Write an Elasticsearch plugin to calculate words similarity by cooccurence


(Bruce) #1

For about 10,000 candidate words, I want to calculate their similarites with a user given query word based on following strategy.

  1. Calculate the occurence for each candidate word and each document. This may be performed offline.

  2. Find the documents contains the query word, and for each of them:
    (1). Let C_i (i = 0, 1, ..., N) be the candidate words in the document, then for each occurence of the query word, calculate the partial similarity with C_i as the inverse of their position distance.
    (2). Sum up all the paritial similarities for C_i, given the similarity in current document.

  3. For each candidate word, sum up the similarities in every document, given the final similarity.

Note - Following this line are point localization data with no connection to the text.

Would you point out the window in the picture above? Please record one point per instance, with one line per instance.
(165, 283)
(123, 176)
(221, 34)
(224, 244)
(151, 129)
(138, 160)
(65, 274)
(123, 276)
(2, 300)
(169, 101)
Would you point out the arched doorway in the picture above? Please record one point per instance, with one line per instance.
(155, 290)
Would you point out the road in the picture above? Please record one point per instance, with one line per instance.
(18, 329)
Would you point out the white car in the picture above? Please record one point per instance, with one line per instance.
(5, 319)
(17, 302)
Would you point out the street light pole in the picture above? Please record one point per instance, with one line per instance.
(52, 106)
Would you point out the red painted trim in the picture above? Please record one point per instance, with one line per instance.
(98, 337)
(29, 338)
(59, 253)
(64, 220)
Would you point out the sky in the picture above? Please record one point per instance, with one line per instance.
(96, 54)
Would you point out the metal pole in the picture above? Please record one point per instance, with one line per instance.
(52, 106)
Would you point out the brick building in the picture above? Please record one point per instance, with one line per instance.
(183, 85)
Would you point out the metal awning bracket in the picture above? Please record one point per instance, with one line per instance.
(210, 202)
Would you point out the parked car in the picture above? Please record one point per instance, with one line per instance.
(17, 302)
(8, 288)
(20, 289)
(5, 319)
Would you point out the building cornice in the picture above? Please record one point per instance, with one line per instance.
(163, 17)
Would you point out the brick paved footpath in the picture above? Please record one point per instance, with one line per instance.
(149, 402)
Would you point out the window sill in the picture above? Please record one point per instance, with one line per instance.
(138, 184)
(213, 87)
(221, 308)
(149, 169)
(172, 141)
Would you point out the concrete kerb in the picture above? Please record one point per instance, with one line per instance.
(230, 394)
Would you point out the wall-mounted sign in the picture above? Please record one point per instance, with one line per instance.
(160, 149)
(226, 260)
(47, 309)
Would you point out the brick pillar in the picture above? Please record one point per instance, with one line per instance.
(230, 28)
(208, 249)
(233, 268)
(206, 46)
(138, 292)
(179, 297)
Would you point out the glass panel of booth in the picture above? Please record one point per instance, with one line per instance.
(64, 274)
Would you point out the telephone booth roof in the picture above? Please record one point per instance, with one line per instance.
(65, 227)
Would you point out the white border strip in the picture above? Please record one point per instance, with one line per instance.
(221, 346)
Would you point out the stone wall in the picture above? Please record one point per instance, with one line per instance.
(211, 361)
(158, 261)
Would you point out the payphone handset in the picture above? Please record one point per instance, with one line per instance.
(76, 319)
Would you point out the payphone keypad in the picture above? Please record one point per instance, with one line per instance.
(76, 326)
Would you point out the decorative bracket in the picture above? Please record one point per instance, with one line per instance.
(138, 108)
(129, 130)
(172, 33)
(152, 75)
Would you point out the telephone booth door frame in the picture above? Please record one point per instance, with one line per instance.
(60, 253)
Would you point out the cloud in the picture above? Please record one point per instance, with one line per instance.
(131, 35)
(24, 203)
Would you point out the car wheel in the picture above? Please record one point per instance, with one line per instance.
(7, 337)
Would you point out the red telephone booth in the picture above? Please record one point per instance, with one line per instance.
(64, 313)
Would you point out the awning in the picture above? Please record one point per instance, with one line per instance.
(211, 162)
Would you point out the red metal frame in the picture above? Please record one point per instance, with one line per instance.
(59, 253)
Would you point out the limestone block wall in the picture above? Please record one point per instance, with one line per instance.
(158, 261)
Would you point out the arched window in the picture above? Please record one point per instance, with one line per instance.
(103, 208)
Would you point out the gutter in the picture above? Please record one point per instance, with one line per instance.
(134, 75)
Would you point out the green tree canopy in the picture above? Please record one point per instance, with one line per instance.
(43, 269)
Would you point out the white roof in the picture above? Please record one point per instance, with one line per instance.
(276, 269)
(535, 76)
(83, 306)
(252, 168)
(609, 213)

I want to impliment this as an aggregation plugin. A query may be like this:

// The documents:
PUT /test/sim/1
{
  "text": "foo bar for far ..."
  "candidates":[
    {1, 10},       // The first candidate word appears at position 10.
    {1, 20},       // The first candidate word appears at position 20 also.
    {2, 30},       // The second candidate word appears at position 30.
    {5, 120},      // The fifth candidate word appears at position 120.
  ]
}

// the query:
GET /test/sim/_search
{
  "aggr":{
    "similarities":{
      "coocurrence_similarity":{
        "query-word": "foo"
      }
    }
  }
}

// expacted result:
{
    { "candidate": 1, "similarity": 1.2 },
    { "candidate": 2, "similarity": 0.8 },
    { "candidate": 5, "similarity": 0.3 },
}

My questions:

  1. How can I get the occurences of the query word in each document?
  2. How can I access the "candidates" array structually, in each document?

Thank you very much!


(Mark Harwood) #2

Can we back up and ask what business problem you are trying to solve before leaping into implementation details?

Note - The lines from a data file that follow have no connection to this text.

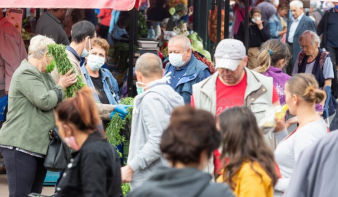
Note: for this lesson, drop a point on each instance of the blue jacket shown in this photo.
(275, 25)
(110, 85)
(196, 71)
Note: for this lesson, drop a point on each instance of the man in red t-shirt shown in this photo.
(235, 85)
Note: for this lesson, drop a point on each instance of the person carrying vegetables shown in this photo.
(83, 35)
(183, 68)
(98, 78)
(151, 114)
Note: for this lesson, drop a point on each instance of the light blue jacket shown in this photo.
(275, 25)
(110, 85)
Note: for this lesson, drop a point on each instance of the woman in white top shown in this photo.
(302, 93)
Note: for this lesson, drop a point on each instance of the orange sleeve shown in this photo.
(275, 96)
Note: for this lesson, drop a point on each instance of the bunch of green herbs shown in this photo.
(61, 62)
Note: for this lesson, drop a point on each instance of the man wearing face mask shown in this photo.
(183, 67)
(50, 25)
(152, 110)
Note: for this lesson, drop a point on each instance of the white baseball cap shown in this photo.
(229, 53)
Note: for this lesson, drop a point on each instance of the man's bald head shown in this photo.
(149, 65)
(181, 40)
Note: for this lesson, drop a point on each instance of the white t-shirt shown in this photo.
(288, 151)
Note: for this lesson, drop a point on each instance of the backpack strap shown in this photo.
(110, 87)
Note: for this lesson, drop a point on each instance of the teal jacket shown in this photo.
(32, 98)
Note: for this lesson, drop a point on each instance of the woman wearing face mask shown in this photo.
(24, 140)
(273, 57)
(249, 164)
(259, 32)
(94, 169)
(187, 144)
(100, 78)
(302, 93)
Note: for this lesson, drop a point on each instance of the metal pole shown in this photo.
(132, 30)
(246, 28)
(219, 20)
(226, 18)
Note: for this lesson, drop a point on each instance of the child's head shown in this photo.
(273, 53)
(242, 140)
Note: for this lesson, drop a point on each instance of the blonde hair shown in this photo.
(305, 86)
(270, 53)
(38, 46)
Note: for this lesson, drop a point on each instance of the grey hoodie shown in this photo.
(186, 182)
(151, 115)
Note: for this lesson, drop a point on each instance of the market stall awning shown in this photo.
(122, 5)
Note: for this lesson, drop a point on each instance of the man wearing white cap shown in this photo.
(235, 85)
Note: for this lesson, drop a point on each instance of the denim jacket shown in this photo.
(275, 26)
(196, 71)
(110, 85)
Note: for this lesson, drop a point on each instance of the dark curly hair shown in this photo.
(189, 133)
(242, 141)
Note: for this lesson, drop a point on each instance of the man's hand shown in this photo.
(126, 174)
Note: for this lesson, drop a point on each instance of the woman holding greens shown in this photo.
(24, 140)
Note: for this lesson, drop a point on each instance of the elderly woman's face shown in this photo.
(98, 51)
(308, 47)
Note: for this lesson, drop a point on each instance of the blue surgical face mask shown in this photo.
(95, 62)
(85, 52)
(241, 5)
(176, 59)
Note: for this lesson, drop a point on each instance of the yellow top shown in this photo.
(249, 183)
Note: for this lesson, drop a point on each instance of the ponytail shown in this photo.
(305, 86)
(271, 52)
(264, 61)
(80, 110)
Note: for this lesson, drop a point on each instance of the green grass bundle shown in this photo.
(63, 65)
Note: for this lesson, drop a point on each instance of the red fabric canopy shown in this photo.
(122, 5)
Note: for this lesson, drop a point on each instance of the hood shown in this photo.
(163, 89)
(187, 182)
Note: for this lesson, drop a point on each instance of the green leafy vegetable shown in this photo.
(116, 124)
(125, 188)
(63, 65)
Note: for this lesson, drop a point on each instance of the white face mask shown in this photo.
(85, 52)
(176, 59)
(95, 62)
(254, 20)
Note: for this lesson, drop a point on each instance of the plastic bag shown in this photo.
(268, 123)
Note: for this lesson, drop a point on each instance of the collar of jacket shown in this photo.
(253, 90)
(96, 136)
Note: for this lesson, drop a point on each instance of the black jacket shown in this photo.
(322, 28)
(94, 171)
(187, 182)
(256, 36)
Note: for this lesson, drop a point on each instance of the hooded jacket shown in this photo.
(187, 182)
(151, 115)
(316, 171)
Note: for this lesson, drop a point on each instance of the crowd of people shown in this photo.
(193, 132)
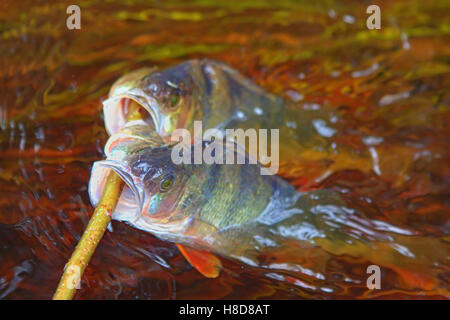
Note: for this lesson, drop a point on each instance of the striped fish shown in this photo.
(219, 96)
(233, 211)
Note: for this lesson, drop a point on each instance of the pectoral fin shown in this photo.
(206, 263)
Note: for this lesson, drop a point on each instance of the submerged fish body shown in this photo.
(219, 96)
(234, 211)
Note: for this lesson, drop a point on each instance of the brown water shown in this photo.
(388, 87)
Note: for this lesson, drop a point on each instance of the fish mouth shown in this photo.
(115, 110)
(129, 205)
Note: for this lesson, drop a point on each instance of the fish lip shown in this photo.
(124, 172)
(111, 105)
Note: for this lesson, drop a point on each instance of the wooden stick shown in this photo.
(74, 269)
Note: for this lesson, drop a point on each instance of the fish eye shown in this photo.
(166, 183)
(174, 99)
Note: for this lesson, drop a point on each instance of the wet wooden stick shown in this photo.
(80, 258)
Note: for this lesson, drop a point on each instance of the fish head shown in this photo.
(154, 187)
(172, 97)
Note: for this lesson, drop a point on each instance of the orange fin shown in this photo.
(206, 263)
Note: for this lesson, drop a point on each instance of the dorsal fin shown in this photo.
(205, 262)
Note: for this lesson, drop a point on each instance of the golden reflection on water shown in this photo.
(387, 87)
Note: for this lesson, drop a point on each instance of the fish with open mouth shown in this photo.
(232, 210)
(219, 96)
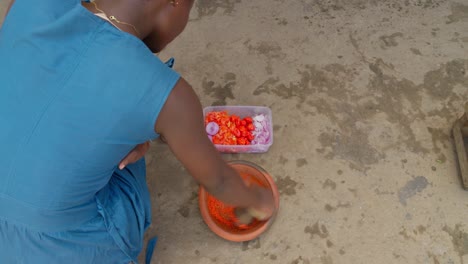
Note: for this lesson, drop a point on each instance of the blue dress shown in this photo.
(76, 95)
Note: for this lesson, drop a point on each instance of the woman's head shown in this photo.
(157, 22)
(167, 22)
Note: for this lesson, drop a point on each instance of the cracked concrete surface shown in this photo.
(364, 94)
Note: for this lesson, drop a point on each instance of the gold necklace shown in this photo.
(113, 18)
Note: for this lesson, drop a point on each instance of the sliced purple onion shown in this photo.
(262, 130)
(212, 128)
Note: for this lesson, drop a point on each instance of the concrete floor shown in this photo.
(364, 94)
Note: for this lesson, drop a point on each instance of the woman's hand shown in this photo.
(135, 154)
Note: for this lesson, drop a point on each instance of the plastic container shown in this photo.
(256, 174)
(244, 111)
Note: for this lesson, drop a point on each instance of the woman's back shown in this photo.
(77, 95)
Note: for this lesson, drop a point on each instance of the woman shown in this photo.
(81, 95)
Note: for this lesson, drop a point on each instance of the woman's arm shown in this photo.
(182, 124)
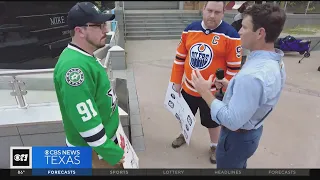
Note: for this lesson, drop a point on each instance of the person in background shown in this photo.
(253, 93)
(237, 24)
(87, 101)
(206, 45)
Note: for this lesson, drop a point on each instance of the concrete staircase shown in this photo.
(143, 25)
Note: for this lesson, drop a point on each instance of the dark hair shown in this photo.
(224, 4)
(268, 16)
(243, 7)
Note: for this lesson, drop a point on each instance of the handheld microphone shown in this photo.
(219, 75)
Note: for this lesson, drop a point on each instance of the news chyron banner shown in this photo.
(52, 160)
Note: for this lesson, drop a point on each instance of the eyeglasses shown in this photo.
(102, 26)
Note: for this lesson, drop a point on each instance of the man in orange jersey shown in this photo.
(205, 45)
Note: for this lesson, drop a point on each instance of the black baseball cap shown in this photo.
(86, 12)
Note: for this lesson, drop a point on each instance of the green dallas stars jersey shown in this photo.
(87, 102)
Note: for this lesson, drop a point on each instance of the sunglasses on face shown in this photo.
(101, 26)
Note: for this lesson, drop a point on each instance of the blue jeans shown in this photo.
(235, 148)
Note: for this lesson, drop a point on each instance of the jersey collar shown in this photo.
(77, 48)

It looks like your similarity scoring relies on position information only and there's no weighting for candidate word's IDF. Some candidates will be rarer than others I imagine and if "the" was a candidate word it is statistically most likely to be positioned close to any given choice of query word. Anyhoo, as I say let's start with a clearer definition of the problem scenario first because right now this doesn't look easy/efficient to implement in the current form.


(Bruce) #3

Thanks for your reply!

We have collected more than 8, 000, 000 news and the number increases by 5, 000 evrey day. Beside this, we have a fixed candidate word (some domain specific concepts, stock names for example) collection which size is about 5, 000. Each of the news may mention some of the candidate words.

I'm implementing a recommendation-like algorithm, by which, for a user giver query phrase, find the top N relevant candidate words. The algorithm works as follows:

  • Tokenize the query phrase by some analyzer.
  • For each token calculate the partial relavant value for each candidate word weighted by it's IDF.
  • Sum up all partial relavant values given by each token, given the result of the query and each candidate word.

For each token T, the parital relevant value V with each candidate word C is calculated as:

  • Initialize: V = 0
  • If T and C occur in same sentence, V = V + 4, else
  • If T and C occur in same paragrph, V = V + 2, else
  • If T and C occur in same document, V= V + 1.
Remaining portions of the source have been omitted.